Authors: Komal L Jhaveri ; Meritxell Bellet ; Nicholas C Turner ; Sherene Loi ; Aditya Bardia ; Valentina Boni ; Joohyuk Sohn ; Tomas G Neilan ; Rafael Villanueva-Vázquez ; Peter Kabos ; Laura García-Estévez ; Elena López-Miranda ; J Alejandro Pérez-Fidalgo ; Jose M Pérez-García ; Jiajie Yu ; Jill Fredrickson ; Heather M Moore ; Ching-Wei Chang ; John W Bond ; Jennifer Eng-Wong ; Mary R Gates ; Elgene Lim

Citation: CLINICAL CANCER RESEARCH, Vol.30(4) : 754-766, 2024-02

Journal Title: CLINICAL CANCER RESEARCH

ISSN: 1078-0432

Issue Date: 2024-02

MeSH: Antineoplastic Combined Chemotherapy Protocols / adverse effects ; Breast Neoplasms* / drug therapy ; Breast Neoplasms* / genetics ; Carbolines* ; Female ; Gonadotropin-Releasing Hormone / agonists ; Humans ; Piperazines* ; Pyridines* ; Receptor, ErbB-2 / genetics ; Receptor, ErbB-2 / therapeutic use ; Receptors, Estrogen

Abstract: Purpose: Giredestrant is an investigational next-generation, oral, selective estrogen receptor antagonist and degrader for the treatment of estrogen receptor-positive (ER+) breast cancer. We present the primary analysis results of the phase Ia/b GO39932 study (NCT03332797).

Patients and methods: Patients with ER+, HER2-negative locally advanced/metastatic breast cancer previously treated with endocrine therapy received single-agent giredestrant (10, 30, 90, or 250 mg), or giredestrant (100 mg) ± palbociclib 125 mg ± luteinizing hormone-releasing hormone (LHRH) agonist. Detailed cardiovascular assessment was conducted with giredestrant 100 mg. Endpoints included safety (primary), pharmacokinetics, pharmacodynamics, and efficacy.

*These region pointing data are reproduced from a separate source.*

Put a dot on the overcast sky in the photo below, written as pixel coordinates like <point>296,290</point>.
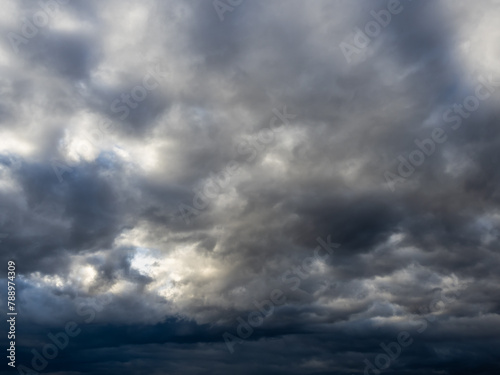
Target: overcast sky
<point>252,187</point>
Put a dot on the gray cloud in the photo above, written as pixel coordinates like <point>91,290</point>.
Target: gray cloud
<point>115,113</point>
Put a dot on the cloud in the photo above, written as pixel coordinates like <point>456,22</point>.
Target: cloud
<point>115,113</point>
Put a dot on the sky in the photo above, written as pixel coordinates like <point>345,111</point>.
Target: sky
<point>251,186</point>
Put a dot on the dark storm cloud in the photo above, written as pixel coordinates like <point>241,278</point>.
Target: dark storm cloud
<point>115,113</point>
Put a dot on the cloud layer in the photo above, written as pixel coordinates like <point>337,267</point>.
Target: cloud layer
<point>168,168</point>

Results: As of January 28, 2021, with 175 patients enrolled, no dose-limiting toxicity was observed, and the MTD was not reached. Adverse events (AE) related to giredestrant occurred in 64.9% and 59.4% of patients in the single-agent ± LHRH agonist and giredestrant + palbociclib ± LHRH agonist cohorts, respectively (giredestrant-only-related grade 3/4 AEs were reported in 4.5% of patients across the single-agent cohorts and 3.1% of those with giredestrant + palbociclib). Dose-dependent asymptomatic bradycardia was observed, but no clinically significant changes in cardiac-related outcomes: heart rate, blood pressure, or exercise duration. Clinical benefit was observed in all cohorts (48.6% of patients in the single-agent cohort and 81.3% in the giredestrant + palbociclib ± LHRH agonist cohort), with no clear dose relationship, including in patients with ESR1-mutated tumors.

Conclusions: Giredestrant was well tolerated and clinically active in patients who progressed on prior endocrine therapy. Results warrant further evaluation of giredestrant in randomized trials in early- and late-stage ER+ breast cancer.